Email bounces occur when an email cannot be delivered to a recipient’s inbox, but soft and hard bounces come with very different set of challenges.



Email bounces — the pesky phenomenon that happens when email messages cannot be delivered to a recipient’s email address. They can be a source of much grief – blood, sweat, tears, curses… high email bounce rates can definitely throw off your groove.

There are many different possibilities for an email bouncing. As a result, a "return to sender" message (also known as an SMTP Reply) is applied and sent from the recipient's mail server with a more detailed explanation for the bounce back. It's an annoying occurrence in email delivery. But, as common as they may be, senders still go nuts over bounced emails.

 Why are bounces such a hard problem to solve? This is largely due to the fact that, in some cases, a bounced email address really is a technical error that can be remedied with some due diligence. Still, with a quick fix, your bounces should go down, right? 

Well, that depends on what type of email bounces you’re getting.

Hard bounces versus soft bounces

Email bounces (which make up part of your total delivery) occur when an email cannot be delivered to a recipient’s inbox. You will usually receive an auto-reply to your message that gives you a reason for the non-delivery. There are two types of bounces you can run into when sending email — hard bounces and soft bounces.

Hard bounces

Hard bounces, also known as permanent failures, mean that the message is undeliverable due to some sort of unchangeable, permanent reason. Common reasons for hard bounces are invalid email addresses, the receiving server no longer exists, misspelled domain names or recipient addresses, etc. Most email providers – Mailgun included – will stop attempting to send hard bounce messages after the first attempt. If it has nowhere to go, not even we can deliver it.
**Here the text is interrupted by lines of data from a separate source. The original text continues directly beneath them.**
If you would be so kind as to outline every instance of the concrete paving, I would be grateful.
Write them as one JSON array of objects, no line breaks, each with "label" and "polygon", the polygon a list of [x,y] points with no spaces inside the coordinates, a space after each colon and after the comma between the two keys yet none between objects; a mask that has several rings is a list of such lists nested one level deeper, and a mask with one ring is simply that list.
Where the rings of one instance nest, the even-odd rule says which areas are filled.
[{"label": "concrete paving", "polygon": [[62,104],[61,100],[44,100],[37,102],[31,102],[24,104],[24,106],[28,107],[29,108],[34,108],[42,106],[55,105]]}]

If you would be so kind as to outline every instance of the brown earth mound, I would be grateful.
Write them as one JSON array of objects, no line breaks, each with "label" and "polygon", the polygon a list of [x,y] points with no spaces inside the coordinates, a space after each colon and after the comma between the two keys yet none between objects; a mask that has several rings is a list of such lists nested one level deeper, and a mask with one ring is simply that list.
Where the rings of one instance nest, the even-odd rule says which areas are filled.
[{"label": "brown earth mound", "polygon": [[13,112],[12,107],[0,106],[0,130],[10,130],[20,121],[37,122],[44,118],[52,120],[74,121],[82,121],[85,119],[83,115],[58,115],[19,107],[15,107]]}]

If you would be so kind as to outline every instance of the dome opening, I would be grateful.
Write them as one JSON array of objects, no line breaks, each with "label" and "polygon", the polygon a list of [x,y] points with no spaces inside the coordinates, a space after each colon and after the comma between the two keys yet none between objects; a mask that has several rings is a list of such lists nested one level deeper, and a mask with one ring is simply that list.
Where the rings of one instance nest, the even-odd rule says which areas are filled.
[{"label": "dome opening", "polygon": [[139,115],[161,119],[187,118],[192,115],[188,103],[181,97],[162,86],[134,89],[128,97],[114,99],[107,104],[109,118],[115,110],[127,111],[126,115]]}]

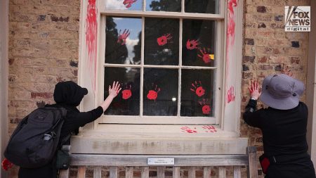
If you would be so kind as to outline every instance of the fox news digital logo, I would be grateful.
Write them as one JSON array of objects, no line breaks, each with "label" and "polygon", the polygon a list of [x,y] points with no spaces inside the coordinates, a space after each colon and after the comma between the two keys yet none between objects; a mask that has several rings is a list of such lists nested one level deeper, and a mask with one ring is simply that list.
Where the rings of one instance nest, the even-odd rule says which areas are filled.
[{"label": "fox news digital logo", "polygon": [[310,32],[310,6],[285,6],[285,32]]}]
A common misconception is that nothing you do will change this bounce, so some senders think it’s best to just throw those email addresses off your lists or CRM. Deleting customer data is not recommended. Instead, emails that hard bounce should be added to a suppression list (Mailgun does this automatically)

Consider this scenario: your customer changes ISP from Yahoo to Gmail and forgets to update their email account on your system. Suddenly, you receive a hard bounce from this email address. The customer still wants to hear from you, so deleting their record would mean losing a customer. Instead, we use this hard bounce as a reminder to prompt them to update their valid email address another way, either in-app or using a CPaaS method.

Soft bounces

On the other hand, soft bounces (temporary failures) cannot be delivered due to some kind of temporary issue. What kind of temporary circumstance? Anything from the email message being too large to the recipient’s email server being down. 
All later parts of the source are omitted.